Start by importing the requisite namespaces, including System.Device.Gpio. Next, declare some variables that you will use when setting up and using your GpioController. If you are driving your LED through a different pin besides GPIO24, be sure to change the value of the variable ledPin. In this example, the LED will be on for 1 second and off for half a second.

Notice the using keyword when declaring the GpioController variable. A using declaration ensures the compiler properly disposes of the declared variable once the controlling scope ends. Prior to C# 8.0, you would have manually declared the scope for the disposable variable as follows.

using (GpioController controller = new())
{
    ...
}

In our example, since the controller has been declared in an implicit Main() method that consists of an infinite loop, it will never be disposed while the program is running. Let’s add some code to make sure make sure to properly dispose of the controller if a user closes the console application using the Ctrl-c keyboard shortcut.

Console.CancelKeyPress += (s, e) =>
{
    controller.Dispose();
};

We already configured the controller to treat ledPin (pin 24) as an output.

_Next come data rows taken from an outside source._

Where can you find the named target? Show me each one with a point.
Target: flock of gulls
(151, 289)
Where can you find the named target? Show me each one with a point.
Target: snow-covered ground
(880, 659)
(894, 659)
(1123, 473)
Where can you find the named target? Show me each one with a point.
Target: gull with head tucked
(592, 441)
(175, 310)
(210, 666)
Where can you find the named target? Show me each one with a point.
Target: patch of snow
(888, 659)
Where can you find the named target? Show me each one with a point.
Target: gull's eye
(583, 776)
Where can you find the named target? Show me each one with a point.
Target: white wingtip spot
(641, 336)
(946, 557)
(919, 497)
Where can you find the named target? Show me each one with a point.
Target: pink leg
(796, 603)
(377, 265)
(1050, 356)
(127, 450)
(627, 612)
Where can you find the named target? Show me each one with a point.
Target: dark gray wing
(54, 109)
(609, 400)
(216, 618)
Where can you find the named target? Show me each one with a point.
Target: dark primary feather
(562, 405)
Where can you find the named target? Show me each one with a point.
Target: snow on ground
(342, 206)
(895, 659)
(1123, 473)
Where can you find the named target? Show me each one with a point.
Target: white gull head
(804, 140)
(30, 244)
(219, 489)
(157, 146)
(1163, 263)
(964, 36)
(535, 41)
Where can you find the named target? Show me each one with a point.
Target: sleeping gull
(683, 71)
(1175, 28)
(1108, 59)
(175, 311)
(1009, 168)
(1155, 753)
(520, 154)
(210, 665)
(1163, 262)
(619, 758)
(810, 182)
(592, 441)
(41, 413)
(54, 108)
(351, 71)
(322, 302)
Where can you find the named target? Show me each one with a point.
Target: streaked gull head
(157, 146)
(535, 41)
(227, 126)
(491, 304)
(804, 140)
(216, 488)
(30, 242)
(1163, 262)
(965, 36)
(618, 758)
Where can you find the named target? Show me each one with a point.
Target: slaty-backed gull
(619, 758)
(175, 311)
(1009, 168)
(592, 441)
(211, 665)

This will allow our program to drive the value of the pin high or low depending on whether we want the LED to be on or off. The while loop of our .NET app simple drives the pin HIGH to turn the LED on, waits 1000ms, then drives the pin LOW to turn the LED off and waits 500ms. Your final program should look similar to the following.

using System;
using System.Device.Gpio;
using System.Threading;
 
int ledPin = 24; //GPIO24 is pin 18 on RPi
int ledOnTime = 1000; //led on time in ms
int ledOffTime = 500; //led off time in ms
 
using GpioController controller = new();
controller.OpenPin(ledPin, PinMode.Output);
 
Console.CancelKeyPress += (s, e) =>
{
    controller.Dispose();
};
 
while (true)
{
    controller.Write(ledPin, PinValue.High);
    Thread.Sleep(ledOnTime);
 
    controller.Write(ledPin, PinValue.Low);
    Thread.Sleep(ledOffTime);
}

You are now ready to publish your program as a self-contained application targeting linux-arm. Once you push the file to your Raspberry Pi and launch it, your LED should begin to blink. If you need help setting up SSH on your Raspberry Pi or configuring publishing options in Visual Studio, see the Visual Studio, SSH, Raspberry Pi tutorial.

The Bottom Line

If your IoT application requires the capabilities of a full computer on a single board instead of a simple microcontroller, a Raspberry Pi is a good option. In this tutorial, you learned how to use the System.Device.Gpio package to interact with GPIO pins on a Raspberry Pi. You connected a simple LED circuit to a Raspberry Pi and wrote a .NET 5 program to make the LED flash. Once you master the fundamentals of building IOT apps for the Raspberry Pi, the possibilities are endless.